In the fourth case, the auditors said Exxon charged the account of producing Stabroek Block projects, 100 percent of the renovation costs for Exxon’s Duke Street office, including upgrades, furniture, and setup costs. Auditors reasoned that Exxon operates all of its Guyana operations out of the Duke Street office, so charging 100% of the more than US$6 million of renovation costs entirely to the Stabroek Block’s account “is patently inequitable.”
Auditors further explained that basic accounting rules hold that capital costs for assets that benefit multiple properties should be charged to the benefitting properties based on usage or other metric over time. “Under no circumstance should one property bear 100% of the capital costs simply because it was the first property developed, because it is larger, or because it is ‘more important’ than others,” auditors said as they insisted that the Stabroek Block account be reimbursed with US$3,812,653.

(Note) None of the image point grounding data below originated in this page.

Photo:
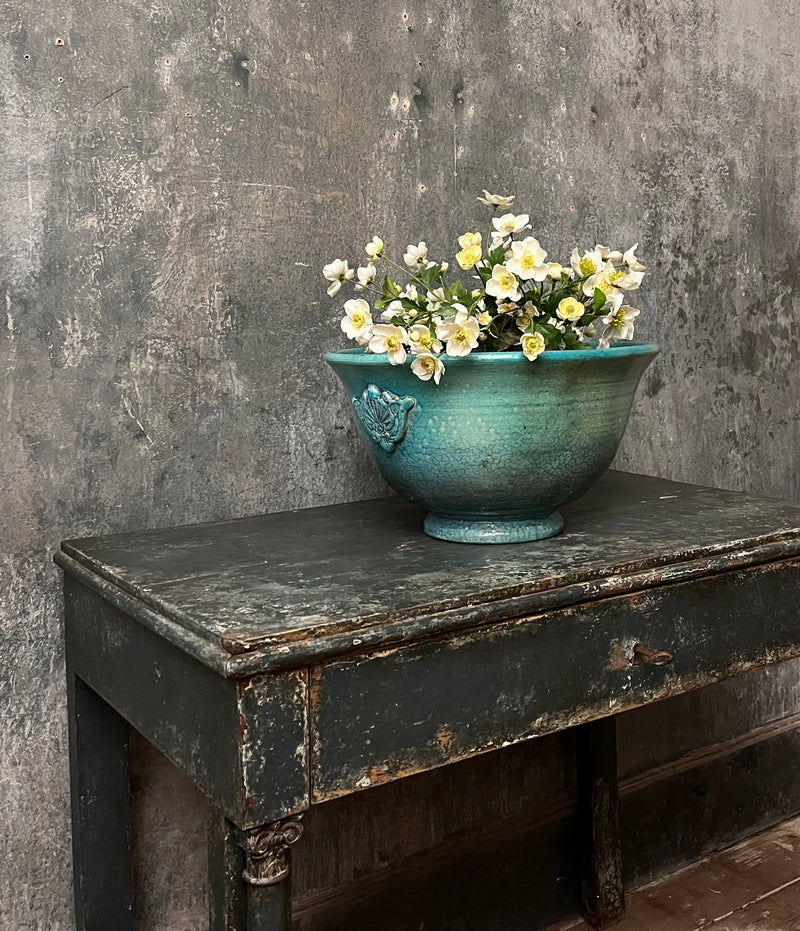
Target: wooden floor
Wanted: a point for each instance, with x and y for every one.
(750, 887)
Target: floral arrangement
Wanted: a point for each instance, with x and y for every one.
(525, 302)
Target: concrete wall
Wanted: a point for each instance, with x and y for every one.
(175, 173)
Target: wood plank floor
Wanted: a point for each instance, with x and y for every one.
(753, 886)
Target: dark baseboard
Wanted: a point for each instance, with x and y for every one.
(523, 874)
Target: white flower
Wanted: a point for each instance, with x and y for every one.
(570, 309)
(374, 249)
(532, 345)
(461, 336)
(502, 201)
(470, 250)
(629, 281)
(508, 225)
(389, 339)
(604, 281)
(416, 256)
(526, 260)
(366, 275)
(631, 261)
(419, 336)
(358, 322)
(338, 272)
(426, 366)
(588, 264)
(608, 255)
(503, 285)
(393, 310)
(618, 324)
(462, 313)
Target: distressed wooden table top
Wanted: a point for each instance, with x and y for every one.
(284, 589)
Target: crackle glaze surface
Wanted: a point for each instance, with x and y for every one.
(501, 443)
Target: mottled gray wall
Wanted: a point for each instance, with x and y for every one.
(173, 176)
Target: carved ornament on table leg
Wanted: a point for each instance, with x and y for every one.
(267, 851)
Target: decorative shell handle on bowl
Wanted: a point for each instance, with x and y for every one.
(384, 416)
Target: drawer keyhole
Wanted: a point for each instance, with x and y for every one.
(654, 658)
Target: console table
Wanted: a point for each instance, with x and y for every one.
(285, 660)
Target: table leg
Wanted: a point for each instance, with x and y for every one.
(227, 894)
(101, 813)
(249, 875)
(602, 894)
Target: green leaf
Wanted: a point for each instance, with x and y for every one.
(408, 304)
(461, 294)
(430, 277)
(599, 299)
(552, 335)
(390, 291)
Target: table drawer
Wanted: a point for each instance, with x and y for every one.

In the fifth case, auditors found that Exxon charged the account of producing Stabroek Block projects 100% of the costs from Environmental Resources Management, ERM Guyana, and RPS Group for various studies on the impact of oil and gas operations on fish, bird, and turtle migrations, habitats, and survival. Auditors specifically stated that Exxon should have applied a 75% cost allocation for the studies to Stabroek and 12.5% each to Canje and Kaieteur. Auditors therefore urged Exxon to return US$1,391,902 to the Stabroek Block account.
Overall, the five cases show that Exxon used US$5.6 million in Stabroek Block revenues to cover expenses that ought to have been applied to the books for the Kaieteur and Canje Blocks.
The report with these damning findings is currently being reviewed by the relevant authorities.